Oui, il y a de la gravité ce soir parce que Jésus est mort et que chacun de nous est compris dans sa mort ignominieuse. Pourtant, nous ne venons pas pleurer un mort ; nous ne venons pas assister à des obsèques. Oh non ! La croix est dressée vers le ciel. Elle ne nous abandonne pas à une solitude glacée, sans berger pour toujours. L’avenir est déjà là. L’évangile de la passion est écrit comme au ralenti ; il prend du temps pour nous montrer des gestes, nous faire entendre des dialogues ; rythmé d’heure en heure, il nous manifeste les traces d’un chemin qui est déjà de victoire, une élévation pas à pas vers le calvaire. Jésus s’avance. D’une marche libre et triomphale en dépit des apparences. Aux envoyés des grands prêtres venus l’arrêter il répond par deux fois « c’est moi, je le suis », Jésus de Nazareth. Il fait face de toute sa présence. A Pilate il fait reconnaître sa royauté ; et c’est Pilate qui la proclame au monde en l’inscrivant sur la croix en hébreu, en latin et en grec ; ce sera bientôt dans tous les langages de la Pentecôte. Devant ce pouvoir impérial Jésus n’est plus un accusé, il est un maître ; il ne se défend pas ; il enseigne. C’est lui qui a l’autorité. Sa royauté éclate. Que les apparences sont trompeuses. Nous voyons la trahison, les coups, les épines et les clous, et le bois de la croix, et il nous faut bien les voir, et les ressentir, mais c’est déjà l’arbre de la vie qui se dresse. Jésus est le Seigneur. Aucun de ses os ne sera brisé. Déjà son corps est honoré, dans le tombeau neuf d’un jardin.

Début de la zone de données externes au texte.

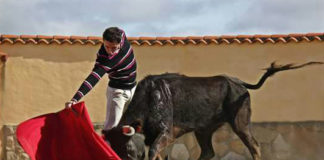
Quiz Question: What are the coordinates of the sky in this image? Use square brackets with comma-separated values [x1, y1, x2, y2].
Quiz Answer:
[0, 0, 324, 37]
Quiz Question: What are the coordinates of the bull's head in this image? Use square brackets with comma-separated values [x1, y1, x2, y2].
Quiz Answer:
[104, 125, 145, 160]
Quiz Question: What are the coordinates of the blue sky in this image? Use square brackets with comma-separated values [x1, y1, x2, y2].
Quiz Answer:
[0, 0, 324, 37]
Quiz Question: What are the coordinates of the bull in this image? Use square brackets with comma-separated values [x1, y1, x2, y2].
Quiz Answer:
[105, 62, 323, 160]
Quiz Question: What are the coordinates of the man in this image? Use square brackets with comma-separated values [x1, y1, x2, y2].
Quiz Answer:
[65, 27, 136, 132]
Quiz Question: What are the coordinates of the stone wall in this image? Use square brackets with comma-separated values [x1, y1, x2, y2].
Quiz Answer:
[2, 121, 324, 160]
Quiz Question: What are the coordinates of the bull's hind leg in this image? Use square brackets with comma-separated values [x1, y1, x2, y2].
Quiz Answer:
[230, 96, 261, 160]
[195, 130, 215, 160]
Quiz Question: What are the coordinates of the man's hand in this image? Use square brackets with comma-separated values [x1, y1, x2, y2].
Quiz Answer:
[65, 100, 77, 108]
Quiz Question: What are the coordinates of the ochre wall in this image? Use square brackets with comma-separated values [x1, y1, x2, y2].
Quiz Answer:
[0, 41, 324, 126]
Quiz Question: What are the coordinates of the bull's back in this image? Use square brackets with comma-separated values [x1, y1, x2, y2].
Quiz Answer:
[165, 76, 228, 130]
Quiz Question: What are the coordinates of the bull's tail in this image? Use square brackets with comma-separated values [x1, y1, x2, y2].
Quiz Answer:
[241, 62, 324, 89]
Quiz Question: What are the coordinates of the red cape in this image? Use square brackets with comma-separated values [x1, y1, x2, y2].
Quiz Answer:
[16, 102, 120, 160]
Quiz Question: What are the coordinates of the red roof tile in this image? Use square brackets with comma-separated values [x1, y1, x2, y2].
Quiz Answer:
[0, 33, 324, 46]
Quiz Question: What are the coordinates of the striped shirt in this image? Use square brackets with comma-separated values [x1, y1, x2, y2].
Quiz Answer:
[72, 33, 137, 101]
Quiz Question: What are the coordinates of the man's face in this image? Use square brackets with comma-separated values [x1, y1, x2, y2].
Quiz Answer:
[103, 40, 120, 55]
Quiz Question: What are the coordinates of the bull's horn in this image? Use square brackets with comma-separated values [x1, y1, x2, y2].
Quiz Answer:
[122, 125, 135, 136]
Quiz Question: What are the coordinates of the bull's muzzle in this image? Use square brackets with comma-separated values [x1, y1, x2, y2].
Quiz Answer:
[122, 125, 135, 136]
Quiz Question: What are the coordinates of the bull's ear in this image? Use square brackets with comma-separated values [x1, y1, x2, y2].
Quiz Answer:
[122, 125, 135, 136]
[131, 119, 143, 133]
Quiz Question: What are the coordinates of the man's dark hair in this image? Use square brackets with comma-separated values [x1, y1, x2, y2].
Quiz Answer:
[102, 27, 123, 43]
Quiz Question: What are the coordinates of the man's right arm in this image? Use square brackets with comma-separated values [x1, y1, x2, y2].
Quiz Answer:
[65, 64, 106, 108]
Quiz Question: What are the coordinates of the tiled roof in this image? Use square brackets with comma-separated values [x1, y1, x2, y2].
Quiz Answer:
[0, 33, 324, 46]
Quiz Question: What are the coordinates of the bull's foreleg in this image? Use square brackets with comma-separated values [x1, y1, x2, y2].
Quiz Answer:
[148, 130, 172, 160]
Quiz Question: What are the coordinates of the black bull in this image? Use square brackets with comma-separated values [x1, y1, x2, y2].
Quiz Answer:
[106, 62, 322, 160]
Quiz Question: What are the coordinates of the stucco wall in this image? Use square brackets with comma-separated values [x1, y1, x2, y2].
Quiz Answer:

En vénérant le bois de la croix dans un instant nous allons ouvrir notre cœur à celui dont le cœur ne cesse pas de s’ouvrir pour nous. Sur le chemin du supplice, nous accueillons l’amour qui se révèle dans l’offrande de tout lui-même. C’est le chemin de la vie, l’unique chemin pour une vie qui ne se perd pas, une vie éternelle. Que Jésus le Seigneur nous donne de mieux comprendre la profondeur de ce chemin, celui du Serviteur ; qu’il nous donne de le goûter ce soir dans un cœur à cœur intime. Levons les yeux vers celui que nous avons transpercé. Avançons avec lui, notre Seigneur et notre ami.